Literature DB >> 22249353

Tailoring clopidogrel dose according to multiple electrode aggregometry decreases the rate of ischemic complications after percutaneous coronary intervention.

Dobri Hazarbasanov1, Vasil Velchev, Bozhidar Finkov, Arman Postadjian, Emil Kostov, Nizar Rifai, Dániel Aradi.   

Abstract

Multiple studies have shown a correlation between high on-treatment platelet reactivity (HPR) and ischemic complications after percutaneous coronary interventions (PCI); however, the role of platelet reactivity testing in order to adjust clopidogrel dose is debated.
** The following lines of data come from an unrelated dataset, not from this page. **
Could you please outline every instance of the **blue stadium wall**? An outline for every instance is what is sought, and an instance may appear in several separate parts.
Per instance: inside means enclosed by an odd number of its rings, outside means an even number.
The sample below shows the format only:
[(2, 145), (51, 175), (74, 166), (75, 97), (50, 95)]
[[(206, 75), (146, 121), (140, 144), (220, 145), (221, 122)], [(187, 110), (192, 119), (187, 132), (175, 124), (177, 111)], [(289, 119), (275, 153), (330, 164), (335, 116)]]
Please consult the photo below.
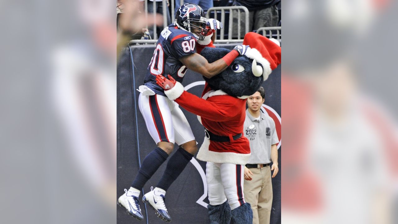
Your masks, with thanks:
[[(217, 44), (217, 47), (232, 49), (235, 44)], [(117, 67), (117, 196), (128, 189), (138, 172), (140, 162), (155, 147), (156, 144), (146, 130), (145, 122), (137, 103), (139, 93), (135, 90), (142, 84), (144, 77), (154, 50), (154, 45), (135, 45), (126, 48), (121, 53)], [(182, 83), (184, 86), (203, 81), (201, 75), (188, 70)], [(196, 84), (200, 83), (195, 83)], [(274, 70), (264, 82), (266, 90), (265, 104), (281, 115), (281, 68)], [(198, 84), (188, 92), (200, 96), (203, 85)], [(199, 146), (204, 138), (203, 127), (196, 115), (181, 108), (192, 129)], [(199, 148), (199, 147), (198, 147)], [(177, 148), (176, 147), (175, 149)], [(272, 179), (273, 200), (271, 223), (281, 223), (281, 151), (279, 149), (278, 175)], [(196, 157), (196, 156), (195, 156)], [(204, 185), (206, 163), (195, 160), (190, 163), (166, 194), (166, 204), (172, 217), (172, 223), (177, 224), (205, 224), (209, 223), (207, 208), (209, 203)], [(144, 187), (144, 193), (156, 186), (166, 168), (167, 161), (160, 167)], [(140, 195), (140, 200), (142, 194)], [(115, 201), (117, 197), (115, 198)], [(116, 203), (115, 203), (116, 204)], [(128, 215), (126, 210), (117, 206), (118, 224), (160, 224), (162, 221), (150, 208), (145, 208), (141, 202), (144, 220), (138, 221)], [(147, 214), (147, 211), (148, 214)]]

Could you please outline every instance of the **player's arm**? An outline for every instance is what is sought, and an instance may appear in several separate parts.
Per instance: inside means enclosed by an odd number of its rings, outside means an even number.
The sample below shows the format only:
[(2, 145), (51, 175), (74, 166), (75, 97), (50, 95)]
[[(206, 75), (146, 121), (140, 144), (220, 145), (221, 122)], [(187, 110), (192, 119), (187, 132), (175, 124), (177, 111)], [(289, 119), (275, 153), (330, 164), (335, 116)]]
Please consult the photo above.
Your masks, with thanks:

We sought to determine whether a strategy incorporating platelet reactivity testing with the Multiplate analyzer to tailor the dose of clopidogrel is superior to standard clopidogrel treatment after PCI. Between May 2008 and June 2009, 192 consecutive patients undergoing PCI were randomized to a tailored treatment strategy using the Multiplate analyzer or to uniform administration of 75 mg clopidogrel. In the tailored group, platelet function was assessed 24 h after clopidogrel loading, and patients with HPR (>46 U) received an additional 600 mg loading dose and 150 mg clopidogrel thereafter for one month. The primary endpoint was the composite of cardiac death, myocardial infarction, ischemic stroke or definite/probable stent thrombosis during six months. In the tailored group, a repeated loading dose of 600 mg clopidogrel significantly decreased platelet reactivity in patients with HPR (61.0 U [IQR: 52.5-71.5] vs. 21.5 U [15.8-30.5]; P < 0.0001) that remained unchanged during the maintenance phase on 150 mg clopidogrel (25.0 U [IQR: 19.8-27.0]; P = 0.20). The incidence of the primary endpoint was significantly higher in the standard clopidogrel group as compared to the Multiplate-tailored arm (5.3% vs. 0%, P = 0.03). In parallel, MACCE-free survival significantly improved in patients with Multiplate-tailored therapy (Kaplan-Meier log-rank: P = 0.02). Increasing the dose of clopidogrel according to the Multiplate assay may reduce ischemic complications in patients on clopidogrel after PCI.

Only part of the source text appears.